The ocean is the largest source of food in the world and fish is one of the main source of daily protein
But unfortunately, fishermen are more and more frequently returning home with empty nets.
Some scientists say that in the last 60 years’ stocks of large fish have fallen by 90 percent, and they are warning that we are facing the collapse of all types of fish species.
Overfishing is a form of overexploitation where fish stocks are reduced to below acceptable levels. Overfishing can occur in water bodies of any size, such as ponds, rivers, lakes or oceans. And this can result in resource depletion, reduced biological growth rates and low biomass levels.
Sustained overfishing can lead to critical depensation, where the fish population is no longer able to sustain itself.
Also, overfishing occurs when more fish are caught than the population can replace through natural reproduction.
Gathering as many fish as possible may seem like a profitable practice, but overfishing has serious consequences.

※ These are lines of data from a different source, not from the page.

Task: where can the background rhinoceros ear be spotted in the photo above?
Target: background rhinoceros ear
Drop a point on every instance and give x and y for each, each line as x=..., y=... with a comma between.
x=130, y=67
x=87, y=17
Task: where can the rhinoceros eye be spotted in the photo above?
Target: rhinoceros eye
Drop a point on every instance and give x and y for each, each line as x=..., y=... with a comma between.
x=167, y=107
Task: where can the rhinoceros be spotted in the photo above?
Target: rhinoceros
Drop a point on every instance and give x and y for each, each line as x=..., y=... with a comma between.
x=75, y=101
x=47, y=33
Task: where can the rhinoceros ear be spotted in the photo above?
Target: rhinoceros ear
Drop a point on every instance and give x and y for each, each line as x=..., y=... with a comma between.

The results not only affect the balance of life in the oceans, but also the social and economic well-being of the coastal communities who depend on fish for their way of life.
Long-line fishing vessels deploy 1.4 billion hooks a year, each with a slice of fish hanging from them as bait. There are trawling vessels that cast nets with an opening of 4 football fields, that’s big enough to hold 13 jumbo jets.

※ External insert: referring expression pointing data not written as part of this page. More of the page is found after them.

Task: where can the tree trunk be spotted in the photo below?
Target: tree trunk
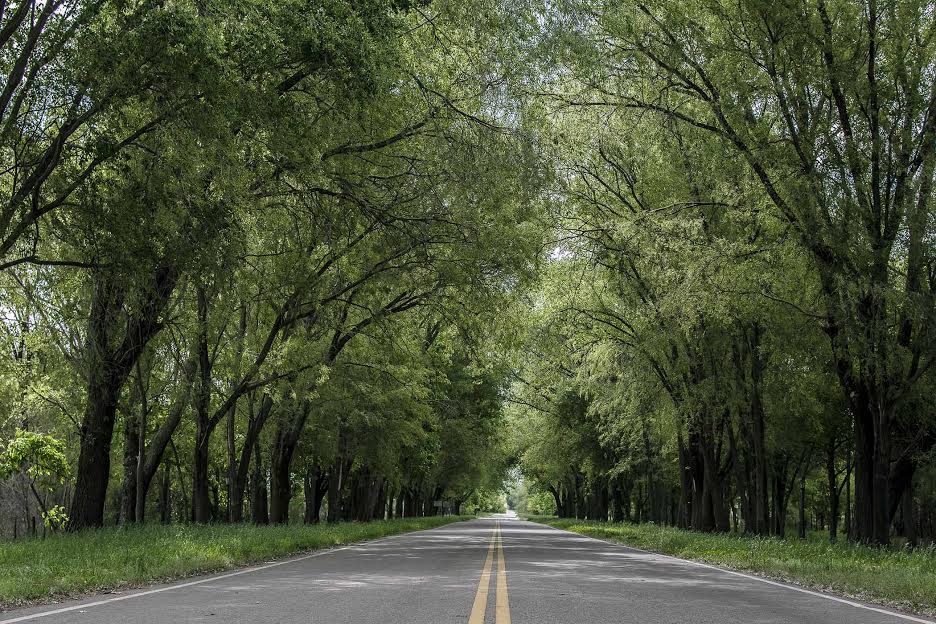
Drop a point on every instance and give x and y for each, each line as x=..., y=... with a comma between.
x=201, y=503
x=832, y=482
x=128, y=499
x=165, y=511
x=108, y=369
x=258, y=509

These nets can catch up to 500 tons of fish. Amongst the 500 tons there is a lot of bi-catch. Bi-catch is marine creatures that are incidentally caught, often at large quantity.
Typically, shrimp trawlers throw 80 to 90 percent of the dead marine creatures caught back overboard. It is estimated that for every kilo of shrimp caught, up to 9 kilos of other marine wildlife are wasted.
Many of the fish that are farmed are carnivorous or eat other fish to survive
According to a 2008 UN report, the world’s fishing fleets are losing US$50 billion each year through depleted stocks and poor fisheries management. The report, produced jointly by the World Bank and the UN Food and Agriculture Organization (FAO), asserts that half the world’s fishing fleet could be scrapped with no change in catch.
To this end, regulatory measures should be introduced for controlling overfishing. Also, creating awareness of overfishing can be effective in fisheries management. Thus, improving compliance.